The implementation of GO to HOME is poor
The limits used to profit from one-way transfers from Pokémon GO to Pokémon HOME is greedy and needless.
Let’s cut to the chase – the eventual release of Pokémon GO support for Pokémon HOME, which was announced last year but only released yesterday (for level 40 Trainers initially), is bad. Not only has it taken so long, but the ability to transfer Pokémon is either slow or expensive, as it is gated behind spending an unreasonable amount of time or money.
The Energy limit myth
The transporter used for transferring between Pokémon GO to Pokémon HOME apparently requires ‘energy’, which is finite and needs time to recharge. You gain one energy per minute, or 60 per hour, and can only hold a total of 10,000. This might seem like a lot, but supposing you want to trade a low-CP regular Shiny Pokémon (for instance, a spare Shiny Community “Day” Pokémon), you’ll spend almost 2,000 of that energy in one go. It will also cost more if it’s higher than 1,000 or 2,000 CP. A Shiny Legendary Pokémon starts at 9,000 – luckily if it’s over 1,001 CP it can’t cost more than 10,000 energy.

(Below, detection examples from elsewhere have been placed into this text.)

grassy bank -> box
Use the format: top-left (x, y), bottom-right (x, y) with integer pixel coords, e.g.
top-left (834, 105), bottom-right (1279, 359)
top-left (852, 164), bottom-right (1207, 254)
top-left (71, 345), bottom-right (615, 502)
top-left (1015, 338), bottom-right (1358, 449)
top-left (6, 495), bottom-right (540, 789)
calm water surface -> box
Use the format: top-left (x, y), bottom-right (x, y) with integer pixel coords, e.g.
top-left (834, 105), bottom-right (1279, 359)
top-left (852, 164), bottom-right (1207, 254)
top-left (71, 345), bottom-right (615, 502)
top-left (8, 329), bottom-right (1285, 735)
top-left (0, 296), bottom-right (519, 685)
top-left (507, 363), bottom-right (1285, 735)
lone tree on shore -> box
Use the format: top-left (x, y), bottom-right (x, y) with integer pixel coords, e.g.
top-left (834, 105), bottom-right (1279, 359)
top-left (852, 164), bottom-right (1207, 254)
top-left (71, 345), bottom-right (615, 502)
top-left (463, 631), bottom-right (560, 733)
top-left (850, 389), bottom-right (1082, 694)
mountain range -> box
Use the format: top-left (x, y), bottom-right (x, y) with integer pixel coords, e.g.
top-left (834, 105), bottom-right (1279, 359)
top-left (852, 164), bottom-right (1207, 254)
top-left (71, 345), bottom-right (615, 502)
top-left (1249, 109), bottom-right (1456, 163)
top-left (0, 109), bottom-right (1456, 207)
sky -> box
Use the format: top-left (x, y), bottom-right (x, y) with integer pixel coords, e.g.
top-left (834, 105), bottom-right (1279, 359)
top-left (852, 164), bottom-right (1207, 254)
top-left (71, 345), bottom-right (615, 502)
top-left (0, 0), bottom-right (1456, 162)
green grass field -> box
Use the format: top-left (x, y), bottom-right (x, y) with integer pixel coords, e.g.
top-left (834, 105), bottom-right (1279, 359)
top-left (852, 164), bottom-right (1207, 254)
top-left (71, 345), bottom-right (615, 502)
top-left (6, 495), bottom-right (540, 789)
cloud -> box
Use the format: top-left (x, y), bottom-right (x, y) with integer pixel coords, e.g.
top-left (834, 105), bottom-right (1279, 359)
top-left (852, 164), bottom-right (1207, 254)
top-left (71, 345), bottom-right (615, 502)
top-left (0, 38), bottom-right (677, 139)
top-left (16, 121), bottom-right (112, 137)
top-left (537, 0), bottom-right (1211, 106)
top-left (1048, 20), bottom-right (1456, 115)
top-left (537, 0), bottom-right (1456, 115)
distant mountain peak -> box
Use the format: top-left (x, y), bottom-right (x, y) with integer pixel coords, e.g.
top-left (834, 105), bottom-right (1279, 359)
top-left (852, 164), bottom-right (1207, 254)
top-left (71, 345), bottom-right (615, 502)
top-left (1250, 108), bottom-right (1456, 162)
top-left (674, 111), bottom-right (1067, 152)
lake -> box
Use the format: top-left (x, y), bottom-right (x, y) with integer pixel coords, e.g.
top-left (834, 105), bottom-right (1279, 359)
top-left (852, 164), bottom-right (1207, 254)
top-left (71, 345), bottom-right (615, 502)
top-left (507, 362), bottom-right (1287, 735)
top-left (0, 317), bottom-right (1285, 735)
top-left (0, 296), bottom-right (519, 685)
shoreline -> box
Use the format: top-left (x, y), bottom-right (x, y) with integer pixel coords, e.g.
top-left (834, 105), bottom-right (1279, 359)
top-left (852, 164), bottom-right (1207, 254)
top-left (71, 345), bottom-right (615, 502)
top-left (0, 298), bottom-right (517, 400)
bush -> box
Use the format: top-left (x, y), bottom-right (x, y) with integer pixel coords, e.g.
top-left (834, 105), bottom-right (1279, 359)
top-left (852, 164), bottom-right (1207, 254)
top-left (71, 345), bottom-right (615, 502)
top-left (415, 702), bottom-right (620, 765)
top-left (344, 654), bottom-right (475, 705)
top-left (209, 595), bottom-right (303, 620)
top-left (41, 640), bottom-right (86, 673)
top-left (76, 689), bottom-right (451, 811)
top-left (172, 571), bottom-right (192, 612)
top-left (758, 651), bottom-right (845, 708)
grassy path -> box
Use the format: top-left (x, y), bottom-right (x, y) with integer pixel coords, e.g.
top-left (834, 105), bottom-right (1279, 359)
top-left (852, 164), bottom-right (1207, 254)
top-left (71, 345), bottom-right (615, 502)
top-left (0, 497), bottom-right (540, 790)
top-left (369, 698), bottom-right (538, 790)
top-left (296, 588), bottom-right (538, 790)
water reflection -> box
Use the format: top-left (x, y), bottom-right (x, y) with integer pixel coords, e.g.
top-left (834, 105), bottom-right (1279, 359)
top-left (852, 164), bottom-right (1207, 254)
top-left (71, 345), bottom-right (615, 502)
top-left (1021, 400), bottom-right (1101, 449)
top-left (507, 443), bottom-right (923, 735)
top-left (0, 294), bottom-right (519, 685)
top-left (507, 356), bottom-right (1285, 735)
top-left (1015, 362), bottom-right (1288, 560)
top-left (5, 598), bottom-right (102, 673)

That’s close to an entire week of waiting to transfer another Shiny Legendary, a Pokémon that likely requires a mixture of luck and several Premium Raid or Remote Raid passes (the latter only obtainable via the in-game shop, and with a max limit of 3-5). Rare Pokémon have also been locked behind Eggs and associated events involving Incubators (typically paid-for items) – Eggs with no published hatch rates, and evidence of changing rates mid-event. Ergo, many of these rare Pokémon were likely already earned by players spending money.
Don’t want to wait? Well, you can pay PokéCoins to skip it – 1,000 for a full recharge. That’s roughly $10 USD, although the cost lowers the less recharge you need to do. $10 USD is a lot, to put it simply, for the ability to just quickly transfer something expensive again (and then you get to wait another time). This is worse right now too – the only way to earn in-game currency without using real money is via Gyms, which isn’t an accessible method to many players (e.g. rural), nor to many currently in a country experiencing lockdowns (like much of Europe). Lockdowns incidentally will already impact players from participating in events like this month’s pair of Community ‘Day’ events, which will encourage players to hatch Eggs for event Pokémon (ergo, go out and walk). The revamped PokéCoin reward test meanwhile has been removed.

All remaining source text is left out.